The current health crisis is perhaps the crisis of the century. While many actions were taken more or less quickly by all the world’s leaders, the repatriation of tourists and expatriates was a priority for most governments. This repatriation, beneficial as it is, will not be necessarily a good thing in the midst of a coronavirus crisis. Indeed, many measures were neglected during this major “rescue” operation. What are these measures? How was the repatriations from the Philippines? Is this really a logical move? We will see all of this in the following article.

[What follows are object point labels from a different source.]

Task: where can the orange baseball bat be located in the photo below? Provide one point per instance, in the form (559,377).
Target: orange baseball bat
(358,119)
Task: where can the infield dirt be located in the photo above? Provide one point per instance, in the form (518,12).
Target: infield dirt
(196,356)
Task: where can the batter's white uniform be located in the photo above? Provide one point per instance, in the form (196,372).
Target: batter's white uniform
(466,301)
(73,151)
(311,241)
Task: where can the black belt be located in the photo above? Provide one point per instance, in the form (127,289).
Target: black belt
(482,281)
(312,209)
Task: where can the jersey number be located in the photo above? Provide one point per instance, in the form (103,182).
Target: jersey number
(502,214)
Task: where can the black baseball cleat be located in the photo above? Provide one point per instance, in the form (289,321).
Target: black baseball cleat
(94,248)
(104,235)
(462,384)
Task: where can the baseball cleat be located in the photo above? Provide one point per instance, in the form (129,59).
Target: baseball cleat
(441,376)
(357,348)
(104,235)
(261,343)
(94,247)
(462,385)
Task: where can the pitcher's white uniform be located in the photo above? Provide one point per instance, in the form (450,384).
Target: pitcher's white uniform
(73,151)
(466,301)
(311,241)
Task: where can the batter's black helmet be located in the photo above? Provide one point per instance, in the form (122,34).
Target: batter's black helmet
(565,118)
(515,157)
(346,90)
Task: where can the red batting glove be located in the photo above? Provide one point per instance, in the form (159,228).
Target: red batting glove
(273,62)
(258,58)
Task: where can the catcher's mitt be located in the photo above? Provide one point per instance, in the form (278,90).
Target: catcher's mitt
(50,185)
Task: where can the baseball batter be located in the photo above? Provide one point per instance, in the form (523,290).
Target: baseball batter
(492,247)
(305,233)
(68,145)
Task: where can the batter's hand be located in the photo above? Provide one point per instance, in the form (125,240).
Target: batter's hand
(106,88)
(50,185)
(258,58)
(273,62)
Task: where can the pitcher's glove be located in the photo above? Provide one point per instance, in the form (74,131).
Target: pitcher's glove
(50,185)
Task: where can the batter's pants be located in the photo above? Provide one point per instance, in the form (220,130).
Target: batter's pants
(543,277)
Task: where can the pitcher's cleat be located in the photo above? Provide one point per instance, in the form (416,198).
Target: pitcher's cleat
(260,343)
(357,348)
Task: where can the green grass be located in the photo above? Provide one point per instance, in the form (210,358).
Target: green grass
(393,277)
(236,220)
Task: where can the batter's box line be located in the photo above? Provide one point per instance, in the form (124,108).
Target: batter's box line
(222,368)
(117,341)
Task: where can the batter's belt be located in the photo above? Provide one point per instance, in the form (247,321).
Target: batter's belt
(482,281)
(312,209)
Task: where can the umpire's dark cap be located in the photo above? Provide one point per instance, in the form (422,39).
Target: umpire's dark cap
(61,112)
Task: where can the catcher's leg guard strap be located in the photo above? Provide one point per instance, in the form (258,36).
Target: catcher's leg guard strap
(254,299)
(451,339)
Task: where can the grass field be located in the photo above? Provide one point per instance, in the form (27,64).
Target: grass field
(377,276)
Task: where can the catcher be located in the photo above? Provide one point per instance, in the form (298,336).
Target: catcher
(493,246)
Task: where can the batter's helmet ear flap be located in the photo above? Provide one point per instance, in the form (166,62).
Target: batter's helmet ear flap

How did the repatriation ordered by the President of the Republic go?
During the speech of France President Emmanuel Macron last March 16 2020, he offered expatriates and holidaymakers the opportunity to reach the country by special plane. Unfortunately, between the promise and the facts, reality struck a great blow. From the Philippines, many French people are still waiting for their return flight. This situation was somewhat catastrophic. If the last flights seem to go according to the rules, the first return flights serve as a bit of a fighter’s journey.
First of all, most of the roads of Manila was starting to close. Strict tightening of exits and entrances has been impemented making traveling to the airport was quite an ordeal itself. Moreover, on the first flight the boat was lucky. Arriving too late meant the impossibility of taking the flight, but also a huge difficulty in tracing the filter dam to find a hotel in town. If you managed to get through, the return flight was negotiated at around 300 euros per person. A somewhat excessive fare since a round trip from Paris to Manila costs about 450 euros.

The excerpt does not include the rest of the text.